Mohamed Bazoum, Niger’s democratically elected president, has not fed well in the past few days. He says the military junta that overthrew him is treating him badly in isolation.
He laments that they are refusing to transfer power by keeping him in isolation and making him eat only dry rice and pasta.
In a series of texts to a friend, Bazoum said that the CNN had access to the fact that he had been “deprived of all human contact” since Friday.
He made it known that no one had been bringing him food or medicine.
Lack Of Electricity
The elected president claimed that since Nigeria cut off the electricity in response to the coup, all Nigerien citizens have been experiencing a week-long period of living without electricity.
He says all of the perishable food supplies had since gone bad, and he is now eating dry pasta and rice.

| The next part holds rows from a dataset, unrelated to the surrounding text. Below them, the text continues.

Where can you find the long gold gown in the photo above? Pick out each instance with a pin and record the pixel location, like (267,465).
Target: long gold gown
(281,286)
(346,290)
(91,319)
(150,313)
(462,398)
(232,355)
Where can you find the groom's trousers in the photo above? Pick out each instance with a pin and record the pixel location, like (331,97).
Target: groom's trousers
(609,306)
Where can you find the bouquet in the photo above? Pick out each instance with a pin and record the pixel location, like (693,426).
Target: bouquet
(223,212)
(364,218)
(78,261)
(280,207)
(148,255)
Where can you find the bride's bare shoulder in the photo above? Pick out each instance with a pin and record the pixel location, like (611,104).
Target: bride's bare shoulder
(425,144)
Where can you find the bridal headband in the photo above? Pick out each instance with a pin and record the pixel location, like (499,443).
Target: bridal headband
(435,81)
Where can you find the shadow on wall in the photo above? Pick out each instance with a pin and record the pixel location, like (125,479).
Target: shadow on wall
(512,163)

Though denied the chance to speak with acting US Deputy Secretary of State Victoria Nuland during her visit to Niamey, the Nigerien capital, on Monday, Bazoum has been in contact with the outside world.
Bazoum In High Spirits
Also, the prime minister in Mohamed’s government, Ouhoumoudou Mahamadou, told French TV that the president was in good spirits despite being held in a “catastrophic situation”.
Nuland’s meeting on Monday with senior coup leaders lasted more than two hours, consisting of “extremely frank and at times quite difficult” conversations.

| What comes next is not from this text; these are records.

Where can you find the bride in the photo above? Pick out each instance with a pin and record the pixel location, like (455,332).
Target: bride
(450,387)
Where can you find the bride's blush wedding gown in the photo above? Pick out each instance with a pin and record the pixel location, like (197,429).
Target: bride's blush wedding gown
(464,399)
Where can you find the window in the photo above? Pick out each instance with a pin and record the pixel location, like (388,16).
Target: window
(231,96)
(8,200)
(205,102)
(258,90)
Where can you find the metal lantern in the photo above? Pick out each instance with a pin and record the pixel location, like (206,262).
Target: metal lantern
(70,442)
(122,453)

A Tuesday face-to-face meeting that was supposed to take place in Niamey between the junta and representatives from the United Nations, the Economic Community of West African States (ECOWAS) was canceled at short notice.
Junta leaders said in a letter that the postponement of the meeting was “necessary” in “this atmosphere of threatened aggression against Niger”.
Dialogue With ECOWAS
However, Mahamadou, Bazoum’s prime minister, told French state-funded broadcaster TV5-Monde that the junta would like to continue dialogue with ECOWAS, the bloc that has been leading the regional response to the political crisis in Niger.
Also Read: ECOWAS Issues Fresh Sanctions Over Niger Coup
ECOWAS leaders are due to meet on Thursday in Nigeria to discuss the coup, though specifics regarding the gathering remain unclear.
The regional bloc had given the junta one week to return to their barracks and reinstall Bazoum, but that deadline came and went on Sunday without any change.